Riley has a six-storey Kensington house, four storeys of which are studios. She also has houses with studios in Cornwall and Provence and a studio in Bow in London’s East End, a loft, with apartments she uses for storage. She says she likes the distance between herself and work and frequently travels from her home in West London to work at her studio in East London.
You can have a peak into Riley’s studio
Copy after The Bridge at Courbevoie by Georges Seurat (1959) usually hangs on a wall in Riley’s studio to serve as a touchstone for her continued exploration into the question of perception and as a reminder of the artist who played such an important role in setting her on her path.

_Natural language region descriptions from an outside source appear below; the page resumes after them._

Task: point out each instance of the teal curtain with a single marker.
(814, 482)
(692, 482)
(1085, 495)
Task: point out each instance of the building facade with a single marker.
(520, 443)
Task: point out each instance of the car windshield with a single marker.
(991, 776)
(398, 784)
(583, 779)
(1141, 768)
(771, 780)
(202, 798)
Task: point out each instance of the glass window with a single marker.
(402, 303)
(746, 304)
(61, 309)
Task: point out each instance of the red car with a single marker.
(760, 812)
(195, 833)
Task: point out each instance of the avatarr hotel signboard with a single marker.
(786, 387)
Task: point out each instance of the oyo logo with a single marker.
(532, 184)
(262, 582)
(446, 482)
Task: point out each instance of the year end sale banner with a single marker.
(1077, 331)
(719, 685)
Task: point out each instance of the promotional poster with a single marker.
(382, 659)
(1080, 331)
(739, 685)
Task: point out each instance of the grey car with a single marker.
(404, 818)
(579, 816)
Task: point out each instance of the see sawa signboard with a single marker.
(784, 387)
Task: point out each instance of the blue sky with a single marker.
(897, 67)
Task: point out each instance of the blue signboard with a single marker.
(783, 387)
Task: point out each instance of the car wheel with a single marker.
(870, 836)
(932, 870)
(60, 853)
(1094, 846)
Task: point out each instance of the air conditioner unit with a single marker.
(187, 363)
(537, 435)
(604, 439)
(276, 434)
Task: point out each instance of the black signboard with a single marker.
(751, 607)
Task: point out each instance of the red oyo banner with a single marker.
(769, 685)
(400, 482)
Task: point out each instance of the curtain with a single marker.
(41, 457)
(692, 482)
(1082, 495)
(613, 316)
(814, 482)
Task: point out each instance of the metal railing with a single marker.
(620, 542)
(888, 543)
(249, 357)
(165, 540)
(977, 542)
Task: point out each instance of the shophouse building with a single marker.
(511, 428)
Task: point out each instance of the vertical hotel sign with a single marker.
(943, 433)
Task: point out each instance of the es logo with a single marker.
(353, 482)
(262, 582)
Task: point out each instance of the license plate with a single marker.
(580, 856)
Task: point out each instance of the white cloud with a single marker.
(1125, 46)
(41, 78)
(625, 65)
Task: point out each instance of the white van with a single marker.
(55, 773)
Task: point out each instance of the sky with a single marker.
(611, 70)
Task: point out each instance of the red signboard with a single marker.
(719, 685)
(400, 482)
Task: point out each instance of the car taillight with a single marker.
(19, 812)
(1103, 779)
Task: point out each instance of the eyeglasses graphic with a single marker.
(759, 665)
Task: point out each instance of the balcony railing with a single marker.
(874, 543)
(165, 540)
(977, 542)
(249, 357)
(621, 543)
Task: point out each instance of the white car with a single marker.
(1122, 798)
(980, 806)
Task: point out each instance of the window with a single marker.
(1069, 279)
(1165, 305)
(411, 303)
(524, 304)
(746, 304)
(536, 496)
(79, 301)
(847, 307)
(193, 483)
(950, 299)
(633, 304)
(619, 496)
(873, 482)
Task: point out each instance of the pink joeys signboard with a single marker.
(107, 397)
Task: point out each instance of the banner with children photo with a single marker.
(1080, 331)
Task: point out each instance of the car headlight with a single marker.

Now you can see it displayed at the Courtauld Gallery as part of the exhibition.
Bridget Riley, Copy after Seurat’s Bridge at Courbevoie, 1959, oil on canvas, 28 x 35 7/8 in | Courtesy Karsten Schubert, London.
She “corrected” Seurat’s The Bridge at Courbevoie (1886-87) in her own copy
As Riley gradually proceeded to internalise Seurat’s method, she came to the point where she began to realise when he did not do something he should have done, had he followed his ‘method’ to a T. For example, there are red dots visible in her copy that are not visible in Seurat’s painting. Following Seurat’s “method” Riley realised that they should in fact be there. This came from knowing about his use of ambient complementaries. Therefore in a green ground like his, he would normally have put red in, which he did not do in his original. It took her about one week to paint her copy of Seurat’s The Bridge at Courbevoie.
The installation of the exhibition, much like Riley’s painting process, was largely trial and error. Original plans were changed once the works arrived in order to give each work enough space to breathe as well as be placed strategically in conversation with each other. Though present in only one room, with seven works, the exhibition perfectly highlights the most important aspects of Seurat’s impact on Riley’s work as well as the progress of development throughout her entire oeuvre.